I would be very grateful for any answer you have!

Hyperparticle commented 3 years ago

Sorry for the late reply. I might have to come back to you on answering the specific questions, as it's been a long time since I touched this code.

As for lemmatization, is there a specific reason to use RNN decoding? I have another repo that does lemmatization using the edit script method which is nearly as good in terms of accuracy, and decodes faster. See here: https://github.com/Hyperparticle/neural-lemmatizer-allennlp

This code can be easily modified to also output POS tags, as long as you understand the basics of allennlp.

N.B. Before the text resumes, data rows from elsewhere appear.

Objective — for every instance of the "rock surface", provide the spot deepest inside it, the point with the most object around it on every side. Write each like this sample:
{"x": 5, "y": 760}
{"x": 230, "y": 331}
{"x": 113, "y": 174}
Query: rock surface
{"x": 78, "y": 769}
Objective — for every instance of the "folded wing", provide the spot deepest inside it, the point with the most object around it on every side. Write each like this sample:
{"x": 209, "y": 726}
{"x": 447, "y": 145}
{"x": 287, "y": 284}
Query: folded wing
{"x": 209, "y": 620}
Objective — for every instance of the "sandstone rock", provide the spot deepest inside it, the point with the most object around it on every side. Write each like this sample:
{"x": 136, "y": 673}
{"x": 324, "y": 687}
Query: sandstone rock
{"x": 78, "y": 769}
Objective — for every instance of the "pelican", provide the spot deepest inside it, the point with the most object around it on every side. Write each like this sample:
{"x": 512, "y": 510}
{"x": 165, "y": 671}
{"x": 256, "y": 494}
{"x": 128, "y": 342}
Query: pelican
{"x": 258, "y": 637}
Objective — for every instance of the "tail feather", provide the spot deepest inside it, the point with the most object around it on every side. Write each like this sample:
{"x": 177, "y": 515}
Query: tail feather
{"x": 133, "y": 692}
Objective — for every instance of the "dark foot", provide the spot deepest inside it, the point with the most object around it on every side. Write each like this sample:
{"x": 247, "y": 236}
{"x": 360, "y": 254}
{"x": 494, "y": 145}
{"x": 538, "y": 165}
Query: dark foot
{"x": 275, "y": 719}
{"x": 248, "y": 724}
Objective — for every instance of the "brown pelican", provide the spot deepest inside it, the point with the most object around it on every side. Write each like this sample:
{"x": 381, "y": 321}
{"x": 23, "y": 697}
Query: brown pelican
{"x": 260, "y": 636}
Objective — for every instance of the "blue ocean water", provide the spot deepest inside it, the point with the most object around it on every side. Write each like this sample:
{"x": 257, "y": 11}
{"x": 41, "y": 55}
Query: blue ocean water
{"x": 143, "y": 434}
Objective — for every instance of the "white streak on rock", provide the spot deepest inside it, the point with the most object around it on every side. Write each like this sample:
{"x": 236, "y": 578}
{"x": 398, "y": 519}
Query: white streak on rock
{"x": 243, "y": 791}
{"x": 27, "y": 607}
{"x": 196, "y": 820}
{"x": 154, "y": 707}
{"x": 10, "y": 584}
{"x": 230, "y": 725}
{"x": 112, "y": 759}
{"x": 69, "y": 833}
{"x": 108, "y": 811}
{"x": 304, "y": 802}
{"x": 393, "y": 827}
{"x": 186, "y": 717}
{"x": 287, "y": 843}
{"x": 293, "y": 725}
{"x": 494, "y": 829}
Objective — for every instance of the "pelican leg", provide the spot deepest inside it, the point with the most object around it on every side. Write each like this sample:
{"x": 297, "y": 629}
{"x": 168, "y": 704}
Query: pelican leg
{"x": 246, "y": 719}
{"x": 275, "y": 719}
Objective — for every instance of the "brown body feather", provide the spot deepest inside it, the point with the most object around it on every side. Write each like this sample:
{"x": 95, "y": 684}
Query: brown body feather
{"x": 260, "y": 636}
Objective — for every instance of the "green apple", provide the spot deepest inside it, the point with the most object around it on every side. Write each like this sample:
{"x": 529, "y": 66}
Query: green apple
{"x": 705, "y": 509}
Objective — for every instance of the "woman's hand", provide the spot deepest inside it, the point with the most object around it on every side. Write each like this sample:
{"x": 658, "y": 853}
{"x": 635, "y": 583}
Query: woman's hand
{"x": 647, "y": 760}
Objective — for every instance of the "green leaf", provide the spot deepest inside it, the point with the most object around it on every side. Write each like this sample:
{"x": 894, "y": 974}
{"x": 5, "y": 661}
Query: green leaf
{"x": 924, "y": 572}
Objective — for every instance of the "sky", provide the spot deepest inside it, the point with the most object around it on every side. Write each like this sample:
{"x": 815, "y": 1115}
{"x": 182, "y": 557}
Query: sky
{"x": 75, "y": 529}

foxik commented 3 years ago

@Hyperparticle As for the need of an RNN decoding, we have been evaluating lemmatizer on user noisy data (with typos, missing diacritics and such), and in such context the RNN decoder has an advantage (if you train the edit-rule-based lemmatizer on noisy data, the number of rules grows up fast).

But according to measurements, it is still better in terms of performance to first run a GEC on the noisy input and only then run the lemmatizer (rule-based) than just train a lemmatizer on noisy input, so we still stick to the rule-based one :-)

HaukurPall commented 3 years ago

I have tried using a rule-based approach for Icelandic (Nefnir [https://www.aclweb.org/anthology/W19-6133.pdf]). The RNN decoder indeed performs slightly better but the errors it does are worse. Some lemmas from the RNN are gibberish, whilst the errors from the rule-based one are more understandable. Decoding time is not an issue in my current iteration.

One of the reasons why I prefer to use an RNN decoder is the fact that context can be more easily incorporated. One class of errors a rule-based lemmatizer cannot be expected to handle (without some clever preprocessing) is split compounds in Icelandic: "Stjórnunar- og skipulagsfundur" -> "Management and organizational meeting" where "fundur" -> "meeting" is omitted in the first word. The correct lemma is "stjórnunarfundur". In order to get this class of errors right, some context is required. This might be considered as an edge-case and handled by other means, but I would like to at least try to get an RNN decoder working which could resolve these kinds of issues.

On @foxik note, an RNN decoder might also work better on noisy input.